The incident, which Azerbaijan said took place in the Kelbajar region on the border between the historic rivals, is just the latest in several months and puts additional pressure on a ceasefire brokered by Russia last year.
Last year the two ex-Soviet countries in the Caucasus region fought for six weeks for control of Nagorno-Karabakh, an ethnic Armenian region in Azerbaijan that had been controlled by separatists for decades.

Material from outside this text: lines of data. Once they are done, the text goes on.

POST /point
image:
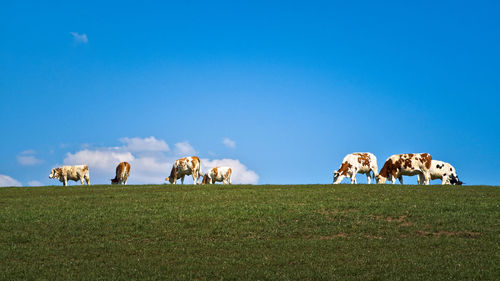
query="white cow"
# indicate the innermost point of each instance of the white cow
(75, 173)
(220, 174)
(399, 165)
(122, 173)
(359, 162)
(185, 166)
(443, 171)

Early in the morning of May27,six servicemen of #Armenia's Armed Forces were surrounded and captured by #Azerbaijan'i AF while carrying out engineering works in bordering area of Gegharkunik region of @armenia.Necessary measures're being taken to return the captured servicemen— MoD of Armenia 🇦🇲 (@ArmeniaMODTeam) May 27, 2021
Some 6,000 people were killed in the conflict which ended after Moscow brokered an agreement between Yerevan and Baku that saw Armenia hand to Azerbaijan large sections of territory it had controlled for decades, including Kelbajar.
The ceasefire, monitored by some 2,000 Russian peacekeepers, has largely held but tensions have persisted and there have been several border incidents.
Armenia said one of its soldiers was killed earlier this week after shooting broke out with Azerbaijan's forces, an incident Baku denied it was responsible for.
Armenia had earlier in the month accused Azerbaijan's military of crossing its southern border to "lay siege" to a lake that is shared by the two countries.
The latest escalation comes ahead of key parliamentary polls in Armenia on 20 June.
Pashinyan announced the polls under pressure from opposition groups and street demonstrators, who for months after the war staged rallies demanding the prime minister's resignation.
They hold him accountable for what many in Armenia believe was a humiliating defeat at the hands of Azerbaijan's technologically superior army, and for agreeing to hand over swathes of territory to Azerbaijan.
Pashinyan has insisted he handled the war correctly, saying he had no choice but to concede or see his country's forces suffer even bigger losses.
He maintains that fresh elections are the best way to end the post-war political stalemate.
Analysts say Pashinyan, 45, will likely retain his grip on power after the election.
Earlier this month, Pashinyan said Armenia and Azerbaijan were in talks mediated by Russia on the delimitation and demarcation of their shared borders.
He also said the two governments could discuss possible territorial swaps between the two countries.
Russia's role as a broker between Armenia and Azerbaijan has largely come at the expense of Western powers including France and the United States.
All three are part of a mediating group that had tried but failed for decades to find a lasting solution to the conflict.
Ethnic Armenian separatists in Nagorno-Karabakh broke away from Azerbaijan around the collapse of the Soviet Union in a conflict that claimed the lives of some 30,000 people and displaced many more.